Here is more from the Museum’s press release: ‘Eisenhower writes that he started the diary in 1966 ‘to make notations of any physical discomfort or ailment so as to answer my doctor’s questions concerning my health.’ Although medical problems dominate the volumes, Ike found space to comment on the issues and personalities of the day, including the economy, civil rights, Vietnam, and the 1968 presidential elections. ‘Scholars will find President Eisenhower’s opinion of President Johnson to be of particular interest,’ added Tim Rives, supervisory archivist.’
The Museum has an online list of its diary holdings which describes those previously open to the public as follows: ‘These diaries were maintained by Dwight D. Eisenhower on an intermittent basis between December 1935 and January 1969. Although they document several phases of Eisenhower’s military and civilian careers, they are richest in their documentation of certain periods. For example, his experiences with the MacArthur mission to the Philippines, 1935-38 are well documented. Also, the diaries are rich sources for the 1948-52 period when he was intimately involved in such matters as military unification, defense mobilization for the Cold War, and NATO, and he was confronting political pressures to run for the Presidency. Finally, there are materials pertaining to his experiences during the first eight months of the Presidency, January-August 1953.’
The listing also explains that the 1966 and 1969 diaries ‘have been closed to research for an indefinite period at the request of John S D Eisenhower who controls literary property rights in his father’s writings as well as conditions governing access to them’. Clearly, this situation has now changed.
The hitherto closed diary holdings are described as follows:
1966 - appointments, Eisenhower College, 1966 election, Lyndon Johnson and civil rights, but primarily notes on his health;
1968 - health, social life and recreational interests, public service activities, writing projects, GOP politics, Lyndon Johnson, Vietnam, Pueblo incident, civil rights;
1969 (January only) - account of DDE’s health, Walter Reed operations and staff, visitors.
There is one published collection of Eisenhower’s diary entries (obviously not including the diaries just made public): The Eisenhower Diaries by Robert H. Ferrell, first published by W W Norton in 1976 (this can be previewed at Amazon). But The New York Times’ reviewer, John P Roche, wasn’t much impressed by it. For starters, he says, the Eisenhower ‘diaries’ are in no meaningful sense diaries: ‘The book is a disappointing collection of fragments Eisenhower inscribed in random fashion over the period 1935-67.’ Although, he adds, ‘[they] do at least reflect Eisenhower’s closed, calculating quality’.
Roche provides a few brief extracts from the diary, and here is his commentary on them:
‘Only briefly, in his entries during early 1942, does Eisenhower indulge in spontaneous comments. On Jan. 23, he noted: ‘MacArthur recommends successor . . . He picked (Major General Richard K.) Sutherland, showing that he still likes his boot lickers.’ And on March 10 we get the last real id discharge of the volume: ‘One thing that might help win this war is to get somebody to shoot (Admiral Ernest) King. He’s the antithesis of cooperation, a deliberately rude person, which means he’s a mental bully.’ Elevation to high command ended these forays into candor.

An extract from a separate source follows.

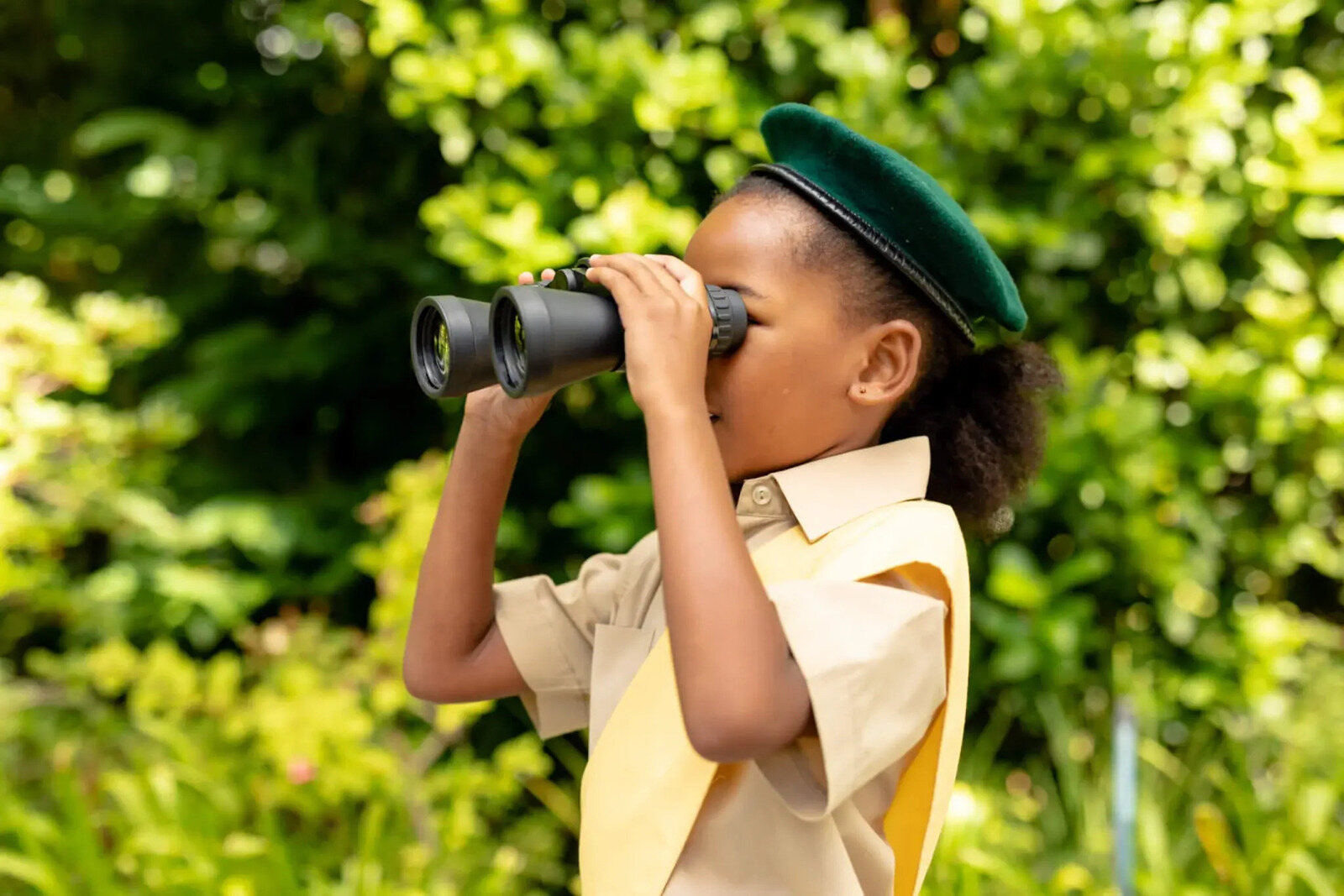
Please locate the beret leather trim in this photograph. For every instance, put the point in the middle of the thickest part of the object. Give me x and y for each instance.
(874, 239)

From 1942 on, what few entries there are tend to be highly formal, particularly in the postwar period, when he realized he was potentially an extremely valuable political property. The entry for Sept. 16, 1947, is a classic in this genre: ‘I wonder whether I’ve previously noted down in this book what I’ve often given, in conversation, as my conviction regarding the progressing world revolution.’ What follows is a banal treatise that reads like a political speech, not some hasty thoughts entered at close of day.’